Die erste Single der damals noch recht unbekannten Schwedin hatte einfach alles, was mein 17-jähriges Ich aufhorchen ließ. Zaghaft war der Gesang, die Melodie hatte etwas Leichtes und doch war der Text klar und bestimmt. Obwohl der Song versucht, ein Gefühlschaos in Worte zu fassen. Das Stück ist erhaben und arty zugleich.
„I would give anything, anything, to have you as my man.“ aus: „Little Bit” von Lykke Li
Diese Frau weiß, was sie will – und wer findet das nicht vor allem eins, nämlich unglaublich cool? Eben. Und dass diese Single nur der Anfang, eine Art Einführung in eine noch viel größere Welt der Lykke Li ist, wird schnell klar, wenn man das restliche Album hört.

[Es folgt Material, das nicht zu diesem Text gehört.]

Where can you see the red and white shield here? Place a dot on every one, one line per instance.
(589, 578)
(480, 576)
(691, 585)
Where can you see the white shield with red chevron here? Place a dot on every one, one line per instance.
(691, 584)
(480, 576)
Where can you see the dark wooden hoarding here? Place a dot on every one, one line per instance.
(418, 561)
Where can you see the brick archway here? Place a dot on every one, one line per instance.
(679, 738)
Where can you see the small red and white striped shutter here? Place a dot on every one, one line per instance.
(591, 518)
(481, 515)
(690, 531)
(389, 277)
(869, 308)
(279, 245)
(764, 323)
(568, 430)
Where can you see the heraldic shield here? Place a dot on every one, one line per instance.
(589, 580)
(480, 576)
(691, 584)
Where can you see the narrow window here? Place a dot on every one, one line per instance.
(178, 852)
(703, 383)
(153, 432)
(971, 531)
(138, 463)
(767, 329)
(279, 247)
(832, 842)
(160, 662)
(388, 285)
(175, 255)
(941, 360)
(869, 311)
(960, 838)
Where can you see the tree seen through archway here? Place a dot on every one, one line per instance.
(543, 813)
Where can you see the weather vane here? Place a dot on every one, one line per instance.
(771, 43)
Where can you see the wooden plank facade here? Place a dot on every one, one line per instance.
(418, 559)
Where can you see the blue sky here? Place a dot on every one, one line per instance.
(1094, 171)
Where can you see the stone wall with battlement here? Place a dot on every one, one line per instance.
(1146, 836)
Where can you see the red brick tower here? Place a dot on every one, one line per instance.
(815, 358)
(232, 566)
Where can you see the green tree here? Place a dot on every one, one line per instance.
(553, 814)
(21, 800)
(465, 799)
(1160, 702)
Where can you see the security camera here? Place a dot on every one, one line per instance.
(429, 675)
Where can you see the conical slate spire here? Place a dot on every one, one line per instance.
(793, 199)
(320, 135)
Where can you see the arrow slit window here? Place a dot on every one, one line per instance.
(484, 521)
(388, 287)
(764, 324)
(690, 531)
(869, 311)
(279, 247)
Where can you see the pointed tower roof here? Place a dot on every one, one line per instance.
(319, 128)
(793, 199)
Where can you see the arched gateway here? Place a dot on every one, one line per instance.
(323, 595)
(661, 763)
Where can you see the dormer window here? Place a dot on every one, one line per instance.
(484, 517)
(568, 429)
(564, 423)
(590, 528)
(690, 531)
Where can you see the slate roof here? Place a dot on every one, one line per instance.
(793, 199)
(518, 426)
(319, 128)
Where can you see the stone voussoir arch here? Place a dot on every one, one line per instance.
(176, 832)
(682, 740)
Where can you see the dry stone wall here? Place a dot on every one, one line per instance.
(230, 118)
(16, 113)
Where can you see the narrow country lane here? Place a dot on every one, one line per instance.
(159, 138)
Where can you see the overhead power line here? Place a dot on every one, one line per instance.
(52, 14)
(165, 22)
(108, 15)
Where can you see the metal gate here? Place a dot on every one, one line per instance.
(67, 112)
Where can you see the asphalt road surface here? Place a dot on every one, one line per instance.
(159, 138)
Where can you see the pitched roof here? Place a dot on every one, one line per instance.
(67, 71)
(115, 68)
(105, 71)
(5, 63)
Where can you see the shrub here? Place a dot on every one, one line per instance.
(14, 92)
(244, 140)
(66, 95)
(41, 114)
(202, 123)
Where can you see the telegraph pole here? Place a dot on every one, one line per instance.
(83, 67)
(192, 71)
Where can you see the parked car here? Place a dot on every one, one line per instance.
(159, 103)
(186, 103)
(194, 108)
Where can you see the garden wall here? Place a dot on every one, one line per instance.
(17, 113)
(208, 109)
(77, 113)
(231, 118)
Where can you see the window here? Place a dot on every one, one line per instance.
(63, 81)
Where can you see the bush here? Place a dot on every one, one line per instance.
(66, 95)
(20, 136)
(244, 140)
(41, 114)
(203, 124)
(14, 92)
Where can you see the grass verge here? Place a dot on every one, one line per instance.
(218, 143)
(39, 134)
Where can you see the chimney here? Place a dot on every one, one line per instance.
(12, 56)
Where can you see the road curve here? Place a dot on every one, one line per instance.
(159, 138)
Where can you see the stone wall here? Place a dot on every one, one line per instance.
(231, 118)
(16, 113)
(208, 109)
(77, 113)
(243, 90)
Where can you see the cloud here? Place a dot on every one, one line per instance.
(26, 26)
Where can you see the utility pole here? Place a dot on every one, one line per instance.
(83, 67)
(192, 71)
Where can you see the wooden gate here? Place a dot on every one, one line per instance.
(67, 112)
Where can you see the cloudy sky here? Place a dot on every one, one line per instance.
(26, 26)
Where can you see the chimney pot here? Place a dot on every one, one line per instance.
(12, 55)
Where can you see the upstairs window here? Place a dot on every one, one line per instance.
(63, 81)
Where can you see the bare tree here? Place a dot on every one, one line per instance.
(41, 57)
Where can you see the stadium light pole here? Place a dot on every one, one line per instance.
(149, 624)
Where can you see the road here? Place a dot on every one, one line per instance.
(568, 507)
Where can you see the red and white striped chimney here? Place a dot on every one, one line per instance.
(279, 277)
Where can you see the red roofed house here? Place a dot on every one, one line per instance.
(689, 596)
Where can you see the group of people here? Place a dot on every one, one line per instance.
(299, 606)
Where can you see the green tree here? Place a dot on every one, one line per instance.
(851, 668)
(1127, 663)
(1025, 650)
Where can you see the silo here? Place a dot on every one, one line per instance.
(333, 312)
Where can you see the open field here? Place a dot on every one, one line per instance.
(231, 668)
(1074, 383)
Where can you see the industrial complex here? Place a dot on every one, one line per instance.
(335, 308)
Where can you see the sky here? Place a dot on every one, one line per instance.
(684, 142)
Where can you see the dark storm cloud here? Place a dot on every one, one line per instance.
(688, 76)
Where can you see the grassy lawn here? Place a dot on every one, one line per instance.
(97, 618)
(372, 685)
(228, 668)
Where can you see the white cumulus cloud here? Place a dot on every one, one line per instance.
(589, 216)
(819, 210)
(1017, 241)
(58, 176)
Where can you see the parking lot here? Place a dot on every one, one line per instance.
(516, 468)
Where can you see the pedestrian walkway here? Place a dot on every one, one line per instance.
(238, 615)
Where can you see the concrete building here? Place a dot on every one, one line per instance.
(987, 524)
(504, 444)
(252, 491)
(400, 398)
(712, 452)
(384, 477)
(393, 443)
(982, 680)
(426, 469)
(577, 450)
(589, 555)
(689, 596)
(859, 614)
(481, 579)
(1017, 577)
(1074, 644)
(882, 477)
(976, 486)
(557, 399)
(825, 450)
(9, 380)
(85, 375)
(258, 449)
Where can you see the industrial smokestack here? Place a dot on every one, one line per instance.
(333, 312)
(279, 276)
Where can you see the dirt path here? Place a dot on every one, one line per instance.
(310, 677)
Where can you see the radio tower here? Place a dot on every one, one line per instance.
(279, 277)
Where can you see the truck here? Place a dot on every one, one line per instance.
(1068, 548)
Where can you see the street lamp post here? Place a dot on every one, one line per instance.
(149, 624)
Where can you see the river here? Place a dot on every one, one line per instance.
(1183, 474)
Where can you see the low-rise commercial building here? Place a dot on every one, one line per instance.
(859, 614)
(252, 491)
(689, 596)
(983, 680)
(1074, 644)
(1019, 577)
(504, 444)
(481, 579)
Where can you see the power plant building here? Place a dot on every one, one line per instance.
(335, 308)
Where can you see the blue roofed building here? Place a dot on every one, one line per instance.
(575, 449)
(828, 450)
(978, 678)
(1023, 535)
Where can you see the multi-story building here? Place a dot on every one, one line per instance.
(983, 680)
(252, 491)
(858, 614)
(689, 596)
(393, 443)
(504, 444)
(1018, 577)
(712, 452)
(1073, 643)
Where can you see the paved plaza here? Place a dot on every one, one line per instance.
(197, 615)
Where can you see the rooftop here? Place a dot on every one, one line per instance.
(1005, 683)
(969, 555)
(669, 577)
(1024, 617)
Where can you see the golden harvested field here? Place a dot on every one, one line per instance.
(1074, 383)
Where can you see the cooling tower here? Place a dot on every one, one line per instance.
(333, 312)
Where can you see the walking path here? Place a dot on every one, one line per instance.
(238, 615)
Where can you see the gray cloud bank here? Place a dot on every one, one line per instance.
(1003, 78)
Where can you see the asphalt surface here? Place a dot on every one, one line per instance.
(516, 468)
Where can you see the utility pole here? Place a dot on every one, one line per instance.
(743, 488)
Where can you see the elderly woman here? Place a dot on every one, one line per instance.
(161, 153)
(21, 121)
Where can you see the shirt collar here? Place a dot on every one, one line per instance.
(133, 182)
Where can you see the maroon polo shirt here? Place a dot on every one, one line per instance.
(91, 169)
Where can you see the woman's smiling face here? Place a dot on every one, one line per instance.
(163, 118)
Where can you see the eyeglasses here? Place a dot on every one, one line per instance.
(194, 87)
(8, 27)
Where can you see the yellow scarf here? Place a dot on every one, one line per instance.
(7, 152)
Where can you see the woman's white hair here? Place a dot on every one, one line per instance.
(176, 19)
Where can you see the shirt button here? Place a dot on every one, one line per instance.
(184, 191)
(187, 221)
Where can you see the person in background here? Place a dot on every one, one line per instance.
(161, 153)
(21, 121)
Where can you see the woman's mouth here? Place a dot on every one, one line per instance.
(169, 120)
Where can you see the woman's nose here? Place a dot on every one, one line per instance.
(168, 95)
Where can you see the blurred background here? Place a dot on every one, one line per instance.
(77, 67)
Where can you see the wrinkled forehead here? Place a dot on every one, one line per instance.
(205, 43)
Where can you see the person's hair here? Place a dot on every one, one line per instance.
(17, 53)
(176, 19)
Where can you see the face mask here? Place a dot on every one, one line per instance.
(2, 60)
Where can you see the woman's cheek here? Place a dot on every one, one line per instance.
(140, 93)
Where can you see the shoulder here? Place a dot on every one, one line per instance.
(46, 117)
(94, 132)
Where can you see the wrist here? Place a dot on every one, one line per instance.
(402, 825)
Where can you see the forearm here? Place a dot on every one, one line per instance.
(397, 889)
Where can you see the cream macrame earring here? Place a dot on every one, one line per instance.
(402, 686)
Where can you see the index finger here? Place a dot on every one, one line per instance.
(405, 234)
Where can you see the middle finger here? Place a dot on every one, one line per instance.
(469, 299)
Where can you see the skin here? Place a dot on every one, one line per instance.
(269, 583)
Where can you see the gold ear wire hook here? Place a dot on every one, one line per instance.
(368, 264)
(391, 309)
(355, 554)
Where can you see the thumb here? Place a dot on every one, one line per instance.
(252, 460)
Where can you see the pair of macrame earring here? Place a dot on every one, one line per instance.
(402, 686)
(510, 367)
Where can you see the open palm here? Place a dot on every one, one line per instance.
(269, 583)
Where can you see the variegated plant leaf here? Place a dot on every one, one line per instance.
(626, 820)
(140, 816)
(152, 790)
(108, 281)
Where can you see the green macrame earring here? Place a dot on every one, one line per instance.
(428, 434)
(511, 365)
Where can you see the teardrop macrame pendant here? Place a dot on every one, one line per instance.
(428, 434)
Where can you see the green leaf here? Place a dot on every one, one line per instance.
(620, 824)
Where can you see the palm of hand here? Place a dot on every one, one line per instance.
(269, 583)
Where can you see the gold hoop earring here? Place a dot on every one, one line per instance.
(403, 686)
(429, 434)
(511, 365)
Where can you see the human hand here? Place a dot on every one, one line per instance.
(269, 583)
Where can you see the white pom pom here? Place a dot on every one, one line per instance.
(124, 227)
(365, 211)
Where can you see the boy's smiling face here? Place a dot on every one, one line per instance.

Viele Facetten, alles in einem
Ein bisschen ist es so, als wandle die damals 21-jährge Schwedin für ihr Debüt auf den Spuren von Kate Bush. Wer die Nachfolgeralben WOUNDED RHYMES (2011) und I NEVER LEARN (2014) kennt, weiß, dass das aber nicht ganz richtig ist. Li hat sich einen facettenreichen Stil irgendwo zwischen Avantgarde-Pop, Folk und sphärischer Filmmusik erarbeitet – immer nah am Mystischen.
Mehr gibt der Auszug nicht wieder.